初めの日課 イザヤ 25:6−9 【旧約・ 1098頁】
第二の日課 1コリント 15:1−11 【新約・ 320頁】
福音の日課 ヨハネ 20:1−18 【新約・ 209頁】

 主イエスの十字架の死の後の日曜の朝、マグダラのマリアは主イエスの墓を訪れるが、墓穴の中に主イエスの亡骸を見つけ出すことは出来なかった。マリヤは悲嘆に暮れ、空の墓について残りの弟子達に訴える。
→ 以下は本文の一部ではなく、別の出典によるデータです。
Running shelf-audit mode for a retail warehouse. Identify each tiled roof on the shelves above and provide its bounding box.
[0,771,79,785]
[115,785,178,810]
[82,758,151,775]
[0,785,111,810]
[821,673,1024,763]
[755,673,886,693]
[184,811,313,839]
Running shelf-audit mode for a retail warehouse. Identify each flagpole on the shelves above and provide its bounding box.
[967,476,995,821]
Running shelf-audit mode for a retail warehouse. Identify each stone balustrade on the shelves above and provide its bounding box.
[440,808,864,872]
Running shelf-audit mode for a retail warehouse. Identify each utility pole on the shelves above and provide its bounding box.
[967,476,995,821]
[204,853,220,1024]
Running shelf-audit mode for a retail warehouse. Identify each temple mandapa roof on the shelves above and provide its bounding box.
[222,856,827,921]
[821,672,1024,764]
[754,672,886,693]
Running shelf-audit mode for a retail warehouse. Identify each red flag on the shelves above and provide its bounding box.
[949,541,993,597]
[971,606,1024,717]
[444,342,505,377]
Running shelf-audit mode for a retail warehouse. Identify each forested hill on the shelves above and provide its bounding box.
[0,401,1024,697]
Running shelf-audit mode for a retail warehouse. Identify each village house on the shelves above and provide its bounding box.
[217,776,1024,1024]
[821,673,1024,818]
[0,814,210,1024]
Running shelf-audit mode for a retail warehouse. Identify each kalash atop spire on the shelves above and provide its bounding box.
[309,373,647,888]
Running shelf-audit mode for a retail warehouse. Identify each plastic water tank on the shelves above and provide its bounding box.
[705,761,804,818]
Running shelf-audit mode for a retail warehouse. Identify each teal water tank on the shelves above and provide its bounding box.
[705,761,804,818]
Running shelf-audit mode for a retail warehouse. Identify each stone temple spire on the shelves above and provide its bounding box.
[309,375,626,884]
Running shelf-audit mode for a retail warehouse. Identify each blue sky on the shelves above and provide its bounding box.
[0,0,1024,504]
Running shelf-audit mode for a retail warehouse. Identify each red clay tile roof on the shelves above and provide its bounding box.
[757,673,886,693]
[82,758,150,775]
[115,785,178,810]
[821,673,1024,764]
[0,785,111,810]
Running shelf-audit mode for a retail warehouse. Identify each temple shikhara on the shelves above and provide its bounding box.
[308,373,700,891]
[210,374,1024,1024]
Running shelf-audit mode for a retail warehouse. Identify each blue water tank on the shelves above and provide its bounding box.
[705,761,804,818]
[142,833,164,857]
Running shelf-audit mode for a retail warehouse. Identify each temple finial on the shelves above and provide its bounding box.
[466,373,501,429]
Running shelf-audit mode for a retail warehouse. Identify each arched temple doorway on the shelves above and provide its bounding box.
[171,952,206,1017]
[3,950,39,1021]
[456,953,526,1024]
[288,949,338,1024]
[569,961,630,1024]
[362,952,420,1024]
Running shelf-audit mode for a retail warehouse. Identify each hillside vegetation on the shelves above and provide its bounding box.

空の墓とは本来主イエスが死を打ち破り、復活されたことの徴であったが、初めにそれを見た時、彼女にとってそれは喪失に追い打ちをかける出来事でしかなかった。彼女が求めていたものは、彼女の元から失われてしまった主イエスの存在であった。そのような中で主イエスに呼びかけられた時、マリヤには復活の主イエスがその傍らにおられることに気付くことが出来ない。そのマリヤの姿は、聖書の語る復活とは、永遠の命とは何かを、逆説的に私たちに示している。復活・永遠の命とは、喪失したものが元通りに復元することや、今あるものが無制限に存続することではない。
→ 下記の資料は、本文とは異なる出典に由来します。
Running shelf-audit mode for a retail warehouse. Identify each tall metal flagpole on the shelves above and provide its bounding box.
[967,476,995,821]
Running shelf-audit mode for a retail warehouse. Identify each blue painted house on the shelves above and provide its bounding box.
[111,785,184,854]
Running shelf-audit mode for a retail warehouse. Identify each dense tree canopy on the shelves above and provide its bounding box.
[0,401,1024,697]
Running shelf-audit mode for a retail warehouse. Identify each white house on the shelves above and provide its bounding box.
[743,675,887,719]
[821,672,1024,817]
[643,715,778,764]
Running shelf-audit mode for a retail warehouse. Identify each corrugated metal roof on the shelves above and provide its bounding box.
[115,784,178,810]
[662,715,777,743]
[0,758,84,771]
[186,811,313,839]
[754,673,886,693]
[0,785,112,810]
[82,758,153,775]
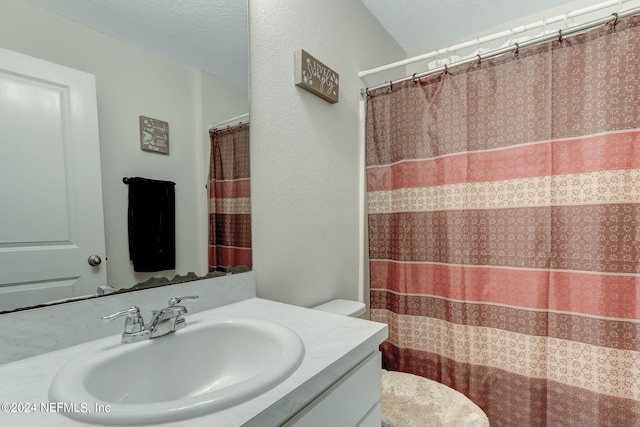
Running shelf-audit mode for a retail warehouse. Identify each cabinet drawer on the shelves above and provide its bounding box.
[284,351,382,427]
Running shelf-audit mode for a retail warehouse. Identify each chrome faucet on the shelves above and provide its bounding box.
[102,295,199,344]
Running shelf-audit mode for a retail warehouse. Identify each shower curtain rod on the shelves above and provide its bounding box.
[209,113,249,131]
[358,0,640,96]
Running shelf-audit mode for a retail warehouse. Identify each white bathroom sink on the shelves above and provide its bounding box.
[49,318,304,424]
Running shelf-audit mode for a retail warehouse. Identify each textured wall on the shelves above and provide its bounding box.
[249,0,405,306]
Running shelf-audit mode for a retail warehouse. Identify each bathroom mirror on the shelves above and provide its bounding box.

 主イエスの復活・新しい永遠の命は主が十字架への道を逸れることなく歩まれたことによって実現した。仲間からも見捨てられ、無数の傷を受け、全てを失い、全く何もないところから、新しい命の出来事は始まった。それは無の闇からこの世を作られた、私たちの命の造り主である主なる神の創造の働きに他ならない。
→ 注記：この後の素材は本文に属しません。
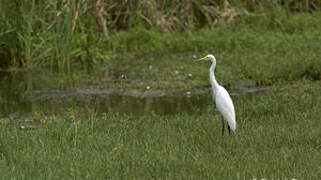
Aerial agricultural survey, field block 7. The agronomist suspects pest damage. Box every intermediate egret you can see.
[198,54,236,135]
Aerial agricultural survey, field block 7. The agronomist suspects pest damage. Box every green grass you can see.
[0,81,321,179]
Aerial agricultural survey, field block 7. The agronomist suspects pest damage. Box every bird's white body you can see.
[213,85,236,131]
[200,55,236,134]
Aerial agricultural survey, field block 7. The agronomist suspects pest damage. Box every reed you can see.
[0,0,321,71]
 本日の箇所で、マリアは2回振り返る。1度目に単に体の向きを変えただけであった時、マリアは復活の主がそこにおられることを認めることは出来ない。しかし主イエスによってその名を呼ばれたマリヤは、2度目には主イエスに向き直り、そこに復活の主がおられることを知る。それは、ただ体の向きを変えたというではない。闇の中に光を生み出された神の創造の働きが、マリアの内にもまた新しい命を創り出し、そのことがマリアをして、その生の歩みの方向を変えさせたのである。その出来事は、マリアの歩みを180度変える。マリヤはもはや失われたものを嘆き訴えるためではなく、「わたしは主を見ました」と、その新しい命を始まりを告げるために仲間のところへ戻ってゆく。
 「わたしは主を見ました」という言葉は、ただの第三者が語るニュースではない。主イエスに呼びかけられ、主イエスに向き直り、復活の主イエスと出会ったものの言葉である。いわばそれは、失われたことの悲しみから、呼び出され、向き直り、新しい命の道を歩み出した者の言葉なのである。
 私たちは毎年、受難と復活を憶える時を繰り返す。それは、私たち自身が主イエスの死と共に、復活の命、新しい命に与ることを憶えるためである。嘆きのただ中にあるマリアは、主に呼びかけられて、復活の主へと向き直る。そして復活の主イエスに出会った喜びを他者に告げるために、押し出されてゆくのである。20世紀のドイツの神学者、D.ボンヘッファーは「イエス・キリストの復活は、被造物に対する神の肯定である」と語った。主イエスの復活、それは神によって創られた全ての命に対する祝福の出来事なのである。だからこそ、復活の主からの呼びかけは、失われたもの、不足していることを嘆くのではなく、今与えられている命への感謝と喜びを、他者と分かち合う生への招きなのである。